Scientific Explanation
When salt is added to water, the surface tension normally rises monotonically with concentration — ions are repelled from the surface into the interior, and the stronger ordering at the surface increases the tension. The Jones-Ray effect describes a surprising deviation from this expected behavior: at very low salt concentrations (around 1 millimolar), the surface tension briefly dips below that of pure water before rising at higher concentrations as expected.
This minimum was first observed experimentally in 1937 by Grinnell Jones and William Ray and remained controversial for decades. Recent measurements and simulations have confirmed the effect and proposed various explanations. One hypothesis suggests that at very low concentrations, individual ions disrupt the surface layer and break up the local hydrogen bond order, slightly reducing surface tension. Only at higher concentrations does the ionic exclusion from the surface dominate, and the tension rises.
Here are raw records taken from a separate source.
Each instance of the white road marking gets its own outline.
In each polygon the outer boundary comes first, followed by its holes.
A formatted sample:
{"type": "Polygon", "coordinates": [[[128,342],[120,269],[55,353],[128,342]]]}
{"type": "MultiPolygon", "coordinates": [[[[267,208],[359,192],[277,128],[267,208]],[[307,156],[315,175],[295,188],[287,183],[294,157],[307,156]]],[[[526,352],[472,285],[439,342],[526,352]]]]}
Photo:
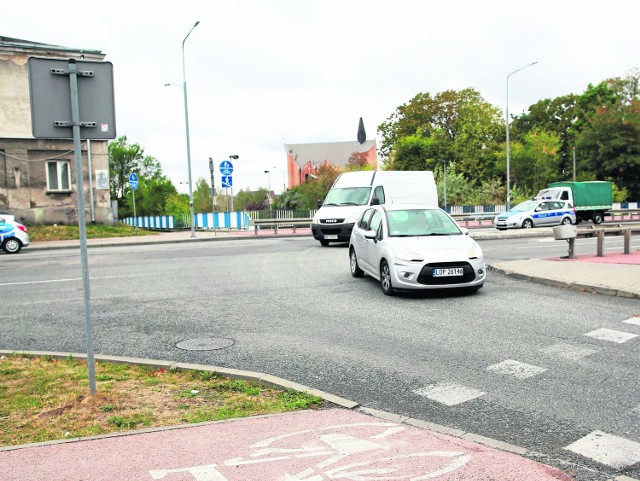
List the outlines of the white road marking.
{"type": "MultiPolygon", "coordinates": [[[[101,280],[101,279],[122,279],[122,278],[131,278],[131,277],[141,277],[141,276],[147,276],[150,274],[132,274],[132,275],[127,275],[127,276],[96,276],[96,277],[89,277],[89,280],[91,281],[97,281],[97,280],[101,280]]],[[[6,286],[29,286],[32,284],[53,284],[55,282],[78,282],[78,281],[82,281],[82,277],[70,277],[68,279],[47,279],[47,280],[43,280],[43,281],[23,281],[23,282],[6,282],[4,284],[0,284],[0,287],[6,287],[6,286]]]]}
{"type": "Polygon", "coordinates": [[[627,324],[635,324],[636,326],[640,326],[640,317],[632,317],[631,319],[627,319],[626,321],[622,321],[627,324]]]}
{"type": "Polygon", "coordinates": [[[432,401],[439,402],[446,406],[455,406],[463,402],[484,396],[483,391],[470,387],[456,384],[453,382],[445,382],[439,384],[429,384],[426,387],[413,391],[418,396],[426,397],[432,401]]]}
{"type": "Polygon", "coordinates": [[[571,344],[559,343],[540,349],[541,352],[558,356],[570,361],[578,361],[583,357],[591,356],[598,352],[596,349],[587,349],[586,347],[572,346],[571,344]]]}
{"type": "Polygon", "coordinates": [[[587,332],[585,336],[594,337],[602,341],[616,342],[622,344],[634,337],[638,337],[637,334],[631,334],[629,332],[614,331],[613,329],[596,329],[595,331],[587,332]]]}
{"type": "Polygon", "coordinates": [[[640,443],[602,431],[594,431],[564,449],[615,469],[640,462],[640,443]]]}
{"type": "Polygon", "coordinates": [[[545,372],[547,368],[540,366],[533,366],[520,361],[514,361],[513,359],[507,359],[506,361],[493,364],[487,368],[487,371],[495,372],[496,374],[504,374],[506,376],[513,376],[517,379],[527,379],[533,376],[537,376],[545,372]]]}

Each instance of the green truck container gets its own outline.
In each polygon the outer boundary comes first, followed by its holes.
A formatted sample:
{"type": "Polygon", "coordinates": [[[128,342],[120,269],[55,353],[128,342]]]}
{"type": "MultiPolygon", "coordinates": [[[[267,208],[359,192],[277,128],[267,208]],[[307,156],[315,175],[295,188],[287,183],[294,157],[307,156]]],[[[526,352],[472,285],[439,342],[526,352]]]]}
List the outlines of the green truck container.
{"type": "Polygon", "coordinates": [[[600,224],[613,207],[613,190],[608,181],[553,182],[536,199],[568,200],[576,209],[577,223],[591,220],[600,224]]]}

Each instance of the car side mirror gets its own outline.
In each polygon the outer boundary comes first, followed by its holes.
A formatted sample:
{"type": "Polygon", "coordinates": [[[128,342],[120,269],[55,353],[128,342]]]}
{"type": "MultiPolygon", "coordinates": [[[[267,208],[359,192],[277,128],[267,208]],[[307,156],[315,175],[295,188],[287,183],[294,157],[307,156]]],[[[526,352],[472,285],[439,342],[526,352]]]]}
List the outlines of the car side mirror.
{"type": "Polygon", "coordinates": [[[464,235],[469,235],[469,229],[467,229],[466,227],[460,227],[460,230],[464,235]]]}
{"type": "Polygon", "coordinates": [[[380,205],[380,199],[374,197],[373,199],[371,199],[371,205],[380,205]]]}
{"type": "Polygon", "coordinates": [[[322,207],[322,201],[320,199],[318,199],[316,201],[316,205],[318,206],[318,209],[319,209],[320,207],[322,207]]]}
{"type": "Polygon", "coordinates": [[[364,233],[364,238],[365,239],[375,239],[376,237],[378,237],[378,233],[374,230],[368,230],[364,233]]]}

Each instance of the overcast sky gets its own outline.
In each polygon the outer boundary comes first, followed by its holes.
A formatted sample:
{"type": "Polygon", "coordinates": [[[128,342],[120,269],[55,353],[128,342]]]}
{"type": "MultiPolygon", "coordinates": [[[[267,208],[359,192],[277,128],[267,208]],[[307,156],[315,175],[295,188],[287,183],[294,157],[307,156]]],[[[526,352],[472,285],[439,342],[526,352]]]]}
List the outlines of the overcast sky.
{"type": "MultiPolygon", "coordinates": [[[[419,92],[475,88],[518,114],[640,67],[640,2],[609,0],[3,1],[0,35],[101,50],[117,135],[187,192],[231,154],[234,192],[284,184],[283,144],[367,138],[419,92]],[[164,84],[178,85],[165,87],[164,84]],[[264,173],[269,170],[270,174],[264,173]]],[[[220,173],[216,167],[216,184],[220,173]]]]}

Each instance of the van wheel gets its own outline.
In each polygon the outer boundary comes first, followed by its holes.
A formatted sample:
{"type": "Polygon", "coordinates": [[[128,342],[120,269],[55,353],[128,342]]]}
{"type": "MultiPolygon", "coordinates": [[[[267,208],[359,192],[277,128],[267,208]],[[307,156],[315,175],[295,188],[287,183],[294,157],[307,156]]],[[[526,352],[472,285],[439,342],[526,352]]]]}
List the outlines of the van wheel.
{"type": "Polygon", "coordinates": [[[15,237],[10,237],[9,239],[5,239],[2,243],[2,250],[7,254],[17,254],[22,249],[22,242],[20,242],[15,237]]]}
{"type": "Polygon", "coordinates": [[[349,264],[351,265],[351,275],[353,277],[362,277],[364,275],[364,271],[358,265],[358,256],[356,256],[356,250],[353,247],[349,252],[349,264]]]}
{"type": "Polygon", "coordinates": [[[571,224],[570,217],[565,217],[564,219],[562,219],[562,225],[567,225],[567,224],[571,224]]]}
{"type": "Polygon", "coordinates": [[[594,212],[593,216],[591,217],[591,220],[593,220],[594,224],[602,224],[602,213],[594,212]]]}
{"type": "Polygon", "coordinates": [[[320,245],[321,245],[322,247],[327,247],[327,246],[329,245],[329,241],[328,241],[328,240],[324,240],[324,239],[322,239],[322,240],[320,241],[320,245]]]}
{"type": "Polygon", "coordinates": [[[391,270],[385,260],[380,263],[380,287],[382,288],[382,292],[387,296],[395,295],[393,285],[391,284],[391,270]]]}
{"type": "Polygon", "coordinates": [[[531,229],[533,227],[533,221],[531,219],[525,219],[522,223],[523,229],[531,229]]]}

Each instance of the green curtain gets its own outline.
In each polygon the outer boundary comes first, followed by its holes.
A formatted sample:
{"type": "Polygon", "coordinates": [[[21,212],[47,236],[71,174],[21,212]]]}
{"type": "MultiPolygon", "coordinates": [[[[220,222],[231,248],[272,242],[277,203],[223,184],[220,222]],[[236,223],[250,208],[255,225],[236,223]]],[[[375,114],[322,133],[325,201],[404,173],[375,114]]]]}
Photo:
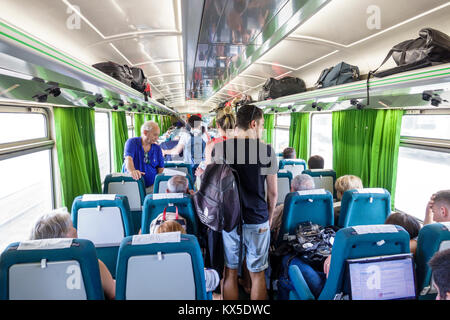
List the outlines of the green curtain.
{"type": "Polygon", "coordinates": [[[403,110],[333,112],[333,166],[338,177],[359,176],[365,187],[385,188],[395,203],[403,110]]]}
{"type": "Polygon", "coordinates": [[[295,149],[297,158],[308,160],[309,153],[309,113],[291,113],[289,146],[295,149]]]}
{"type": "Polygon", "coordinates": [[[275,127],[275,115],[273,113],[264,114],[264,132],[262,140],[270,145],[273,144],[274,127],[275,127]]]}
{"type": "Polygon", "coordinates": [[[153,120],[152,115],[151,114],[146,114],[145,115],[145,121],[151,121],[151,120],[153,120]]]}
{"type": "Polygon", "coordinates": [[[95,112],[88,108],[55,107],[54,115],[62,203],[70,211],[75,197],[101,193],[95,112]]]}
{"type": "Polygon", "coordinates": [[[128,126],[125,111],[112,112],[112,149],[114,172],[121,172],[123,165],[123,150],[128,140],[128,126]]]}
{"type": "Polygon", "coordinates": [[[145,122],[145,115],[143,113],[134,114],[134,135],[136,137],[141,136],[141,127],[145,122]]]}
{"type": "Polygon", "coordinates": [[[211,124],[211,126],[212,126],[213,128],[217,128],[217,127],[216,127],[216,117],[213,117],[213,118],[212,118],[212,124],[211,124]]]}

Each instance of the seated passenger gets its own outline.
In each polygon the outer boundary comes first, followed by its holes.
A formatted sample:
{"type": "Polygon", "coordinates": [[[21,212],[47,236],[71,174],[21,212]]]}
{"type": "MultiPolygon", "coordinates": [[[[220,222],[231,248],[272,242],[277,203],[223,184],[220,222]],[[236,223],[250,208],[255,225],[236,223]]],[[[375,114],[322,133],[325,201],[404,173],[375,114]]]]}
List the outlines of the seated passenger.
{"type": "MultiPolygon", "coordinates": [[[[55,211],[40,217],[33,227],[30,240],[54,238],[78,238],[77,230],[73,227],[69,213],[55,211]]],[[[98,260],[98,266],[105,297],[106,299],[114,299],[116,296],[116,281],[101,260],[98,260]]]]}
{"type": "MultiPolygon", "coordinates": [[[[292,179],[291,192],[312,190],[314,188],[314,180],[310,175],[300,174],[292,179]]],[[[273,212],[272,220],[270,222],[270,231],[272,232],[273,240],[278,238],[278,232],[280,231],[281,222],[283,221],[283,210],[284,203],[276,206],[273,212]]]]}
{"type": "Polygon", "coordinates": [[[388,216],[384,224],[395,224],[403,227],[409,233],[409,248],[411,253],[416,253],[417,237],[419,236],[421,226],[413,216],[402,212],[394,212],[388,216]]]}
{"type": "Polygon", "coordinates": [[[324,167],[324,160],[321,156],[315,155],[309,158],[308,160],[308,168],[311,169],[323,169],[324,167]]]}
{"type": "Polygon", "coordinates": [[[283,159],[295,159],[297,158],[297,154],[295,153],[294,148],[286,148],[283,150],[283,159]]]}
{"type": "MultiPolygon", "coordinates": [[[[190,195],[194,194],[194,190],[189,190],[189,182],[186,177],[183,176],[173,176],[167,181],[167,193],[188,193],[190,195]]],[[[159,226],[161,228],[161,226],[159,226]]],[[[138,234],[141,234],[142,229],[139,229],[138,234]]]]}
{"type": "Polygon", "coordinates": [[[334,207],[334,224],[337,225],[339,221],[339,213],[341,211],[341,200],[342,196],[344,195],[345,191],[352,190],[352,189],[362,189],[363,184],[359,177],[353,176],[353,175],[345,175],[342,177],[339,177],[335,184],[334,188],[336,189],[336,197],[338,199],[338,202],[335,202],[334,207]]]}
{"type": "Polygon", "coordinates": [[[127,140],[124,148],[124,167],[133,179],[145,180],[147,193],[153,192],[153,184],[158,173],[164,170],[164,158],[160,146],[159,126],[154,121],[147,121],[141,126],[141,137],[127,140]]]}
{"type": "MultiPolygon", "coordinates": [[[[156,230],[156,233],[165,233],[165,232],[177,232],[180,231],[182,234],[186,233],[186,230],[176,221],[170,220],[163,222],[159,228],[156,230]]],[[[219,285],[220,279],[219,274],[214,269],[205,268],[205,282],[206,282],[206,291],[214,291],[219,285]]]]}
{"type": "Polygon", "coordinates": [[[447,221],[450,221],[450,190],[441,190],[431,196],[423,224],[447,221]]]}
{"type": "Polygon", "coordinates": [[[438,292],[436,300],[450,300],[450,249],[436,252],[428,265],[438,292]]]}

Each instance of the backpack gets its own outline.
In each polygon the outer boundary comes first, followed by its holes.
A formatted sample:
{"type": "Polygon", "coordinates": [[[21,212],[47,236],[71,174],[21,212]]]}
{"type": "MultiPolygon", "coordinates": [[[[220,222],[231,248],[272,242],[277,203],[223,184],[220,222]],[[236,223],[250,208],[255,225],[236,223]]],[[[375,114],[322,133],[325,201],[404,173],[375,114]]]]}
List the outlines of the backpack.
{"type": "Polygon", "coordinates": [[[239,176],[226,163],[206,167],[192,200],[200,221],[214,231],[230,232],[242,221],[239,176]]]}
{"type": "Polygon", "coordinates": [[[127,86],[131,86],[131,82],[133,81],[133,74],[130,67],[128,67],[127,65],[122,66],[115,62],[108,61],[94,64],[93,67],[102,71],[103,73],[106,73],[108,76],[119,80],[127,86]]]}
{"type": "Polygon", "coordinates": [[[327,88],[359,80],[359,68],[341,62],[334,67],[324,69],[316,83],[316,88],[327,88]]]}
{"type": "Polygon", "coordinates": [[[186,219],[182,216],[178,215],[178,207],[175,206],[175,212],[167,212],[167,207],[164,208],[163,213],[159,214],[150,224],[150,234],[156,233],[159,229],[159,226],[168,220],[175,220],[186,231],[186,219]]]}
{"type": "Polygon", "coordinates": [[[259,92],[258,100],[276,99],[306,91],[305,82],[300,78],[284,77],[279,80],[270,78],[259,92]]]}
{"type": "MultiPolygon", "coordinates": [[[[192,132],[189,132],[191,135],[191,139],[189,143],[191,144],[191,164],[199,164],[201,161],[205,160],[205,148],[206,148],[206,142],[203,140],[202,136],[194,136],[192,132]],[[195,156],[195,145],[199,145],[199,141],[202,141],[202,156],[201,159],[195,156]]],[[[197,148],[199,149],[199,148],[197,148]]]]}

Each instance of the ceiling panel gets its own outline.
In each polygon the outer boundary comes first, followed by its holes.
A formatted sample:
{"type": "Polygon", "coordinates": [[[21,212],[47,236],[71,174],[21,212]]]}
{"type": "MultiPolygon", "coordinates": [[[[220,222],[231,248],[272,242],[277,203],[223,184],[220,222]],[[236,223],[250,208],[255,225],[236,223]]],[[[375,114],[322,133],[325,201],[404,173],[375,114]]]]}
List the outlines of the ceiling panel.
{"type": "Polygon", "coordinates": [[[317,12],[293,35],[316,37],[349,45],[424,13],[445,0],[333,0],[317,12]],[[369,12],[369,13],[368,13],[369,12]],[[377,15],[379,13],[379,15],[377,15]],[[379,17],[381,29],[370,28],[379,17]]]}
{"type": "Polygon", "coordinates": [[[274,66],[272,68],[275,68],[277,71],[279,68],[277,65],[298,69],[302,65],[333,51],[334,48],[324,46],[323,44],[285,39],[260,60],[262,62],[273,63],[274,66]]]}
{"type": "Polygon", "coordinates": [[[171,0],[67,1],[79,6],[81,13],[105,37],[142,30],[175,30],[177,27],[174,1],[171,0]]]}
{"type": "Polygon", "coordinates": [[[280,66],[270,66],[265,64],[252,64],[243,72],[244,75],[253,75],[258,76],[264,79],[268,79],[270,77],[278,77],[286,72],[291,71],[290,69],[280,67],[280,66]]]}
{"type": "Polygon", "coordinates": [[[153,83],[153,85],[160,86],[164,83],[182,82],[183,79],[184,79],[183,76],[162,76],[162,77],[152,77],[150,78],[150,81],[153,83]]]}

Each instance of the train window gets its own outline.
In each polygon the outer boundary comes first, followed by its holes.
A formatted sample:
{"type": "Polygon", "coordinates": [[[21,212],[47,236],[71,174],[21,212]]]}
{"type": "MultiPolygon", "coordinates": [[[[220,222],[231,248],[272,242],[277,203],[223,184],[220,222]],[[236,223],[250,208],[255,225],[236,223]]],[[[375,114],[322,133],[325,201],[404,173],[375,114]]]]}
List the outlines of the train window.
{"type": "Polygon", "coordinates": [[[423,220],[433,193],[448,189],[450,153],[400,147],[395,207],[423,220]]]}
{"type": "Polygon", "coordinates": [[[133,121],[133,114],[127,113],[127,127],[128,127],[128,138],[134,137],[134,121],[133,121]]]}
{"type": "Polygon", "coordinates": [[[46,119],[40,113],[2,113],[0,144],[47,137],[46,119]]]}
{"type": "Polygon", "coordinates": [[[109,114],[106,112],[95,113],[95,144],[100,166],[100,178],[104,181],[106,175],[111,172],[110,121],[109,114]]]}
{"type": "Polygon", "coordinates": [[[333,140],[331,113],[314,113],[311,117],[311,155],[320,155],[325,168],[333,168],[333,140]]]}
{"type": "Polygon", "coordinates": [[[36,219],[52,209],[50,150],[0,163],[0,251],[27,240],[36,219]]]}
{"type": "Polygon", "coordinates": [[[401,135],[404,137],[420,137],[450,140],[450,115],[421,114],[404,115],[401,135]]]}
{"type": "Polygon", "coordinates": [[[280,153],[289,147],[289,126],[291,125],[290,114],[277,114],[275,125],[275,152],[280,153]]]}

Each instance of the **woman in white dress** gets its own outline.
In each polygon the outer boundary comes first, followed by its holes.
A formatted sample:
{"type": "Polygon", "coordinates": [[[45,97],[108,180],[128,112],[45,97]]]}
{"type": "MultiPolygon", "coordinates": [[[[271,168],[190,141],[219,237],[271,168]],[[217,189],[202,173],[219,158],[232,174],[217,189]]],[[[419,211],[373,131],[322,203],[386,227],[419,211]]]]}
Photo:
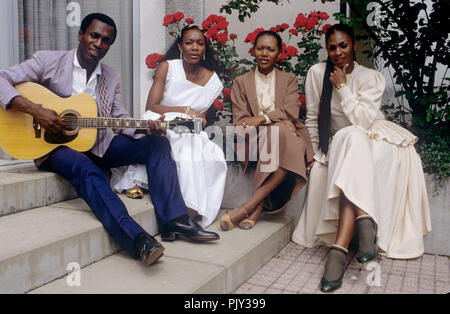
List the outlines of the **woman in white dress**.
{"type": "Polygon", "coordinates": [[[305,84],[315,162],[293,241],[331,246],[322,291],[341,286],[354,234],[363,263],[378,249],[391,258],[418,257],[431,231],[417,138],[385,120],[385,80],[354,61],[356,47],[350,27],[331,27],[328,61],[311,67],[305,84]]]}
{"type": "MultiPolygon", "coordinates": [[[[223,90],[218,76],[223,69],[204,33],[195,25],[185,27],[158,66],[143,118],[202,117],[205,126],[206,113],[223,90]]],[[[169,130],[167,137],[186,206],[202,216],[202,226],[206,227],[222,204],[227,174],[223,150],[204,131],[175,134],[169,130]]],[[[130,166],[125,173],[116,169],[111,184],[118,192],[134,190],[136,185],[148,188],[145,167],[130,166]]]]}

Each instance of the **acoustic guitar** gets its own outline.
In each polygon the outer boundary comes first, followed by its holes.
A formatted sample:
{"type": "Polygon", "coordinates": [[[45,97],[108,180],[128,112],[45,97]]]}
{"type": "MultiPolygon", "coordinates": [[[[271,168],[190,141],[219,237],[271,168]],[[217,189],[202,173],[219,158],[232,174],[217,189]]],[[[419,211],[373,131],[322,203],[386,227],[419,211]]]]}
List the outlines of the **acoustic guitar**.
{"type": "MultiPolygon", "coordinates": [[[[97,129],[145,130],[149,127],[147,120],[98,117],[97,104],[90,95],[79,94],[61,98],[35,83],[23,83],[15,88],[29,101],[54,110],[62,117],[65,124],[62,133],[50,134],[41,128],[31,115],[6,111],[0,107],[0,146],[7,154],[17,159],[36,159],[60,146],[86,152],[95,144],[97,129]]],[[[202,131],[202,119],[199,118],[158,120],[157,123],[176,133],[202,131]]]]}

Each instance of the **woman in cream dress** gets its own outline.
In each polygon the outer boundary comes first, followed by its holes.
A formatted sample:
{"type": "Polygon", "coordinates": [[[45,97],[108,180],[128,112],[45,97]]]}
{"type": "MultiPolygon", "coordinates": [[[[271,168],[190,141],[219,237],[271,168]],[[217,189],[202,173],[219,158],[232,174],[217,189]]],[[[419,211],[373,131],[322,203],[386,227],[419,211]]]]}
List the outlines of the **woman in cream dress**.
{"type": "MultiPolygon", "coordinates": [[[[181,31],[179,40],[169,48],[160,63],[147,100],[144,119],[166,120],[176,117],[202,117],[223,90],[216,72],[221,62],[207,48],[203,32],[197,26],[181,31]]],[[[186,206],[202,216],[202,227],[210,225],[219,213],[225,190],[227,164],[221,147],[205,132],[175,134],[167,132],[172,156],[177,165],[181,193],[186,206]]],[[[142,165],[113,171],[111,184],[118,191],[148,188],[142,165]]]]}
{"type": "Polygon", "coordinates": [[[366,262],[378,248],[391,258],[418,257],[431,231],[417,137],[385,120],[380,111],[385,80],[354,61],[356,47],[351,28],[331,27],[328,61],[311,67],[305,85],[305,124],[315,162],[293,241],[332,246],[322,291],[342,284],[354,234],[356,257],[366,262]]]}

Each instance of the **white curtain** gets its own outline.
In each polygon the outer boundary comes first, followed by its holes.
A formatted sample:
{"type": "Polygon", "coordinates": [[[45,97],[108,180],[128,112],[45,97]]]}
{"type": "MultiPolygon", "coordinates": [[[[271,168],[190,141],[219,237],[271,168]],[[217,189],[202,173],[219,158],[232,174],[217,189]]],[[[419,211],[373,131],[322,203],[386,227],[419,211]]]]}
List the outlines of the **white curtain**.
{"type": "Polygon", "coordinates": [[[68,23],[68,16],[77,13],[74,8],[80,8],[80,22],[89,13],[107,14],[117,24],[118,37],[102,62],[120,73],[122,97],[127,110],[132,114],[132,1],[18,0],[20,61],[30,58],[38,50],[70,50],[76,48],[80,28],[79,25],[72,26],[72,23],[68,23]]]}

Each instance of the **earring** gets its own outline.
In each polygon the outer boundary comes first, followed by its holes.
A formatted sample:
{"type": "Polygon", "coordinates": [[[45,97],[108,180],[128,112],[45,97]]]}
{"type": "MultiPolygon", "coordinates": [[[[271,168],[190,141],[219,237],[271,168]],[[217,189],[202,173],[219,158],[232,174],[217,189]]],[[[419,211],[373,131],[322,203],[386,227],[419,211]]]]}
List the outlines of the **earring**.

The exact explanation remains a subject of active research and touches on fundamental questions about ion distribution at interfaces.
Everyday Relevance
Although the Jones-Ray effect occurs at very low concentrations, it is relevant for understanding interfacial processes in nature. In sea spray, cloud droplets, and biological membranes, salt concentrations exist where such effects can play a role. Understanding ion distribution at water surfaces is also important for atmospheric chemistry, where reactions on the surface of salt aerosols influence ozone depletion and aerosol formation.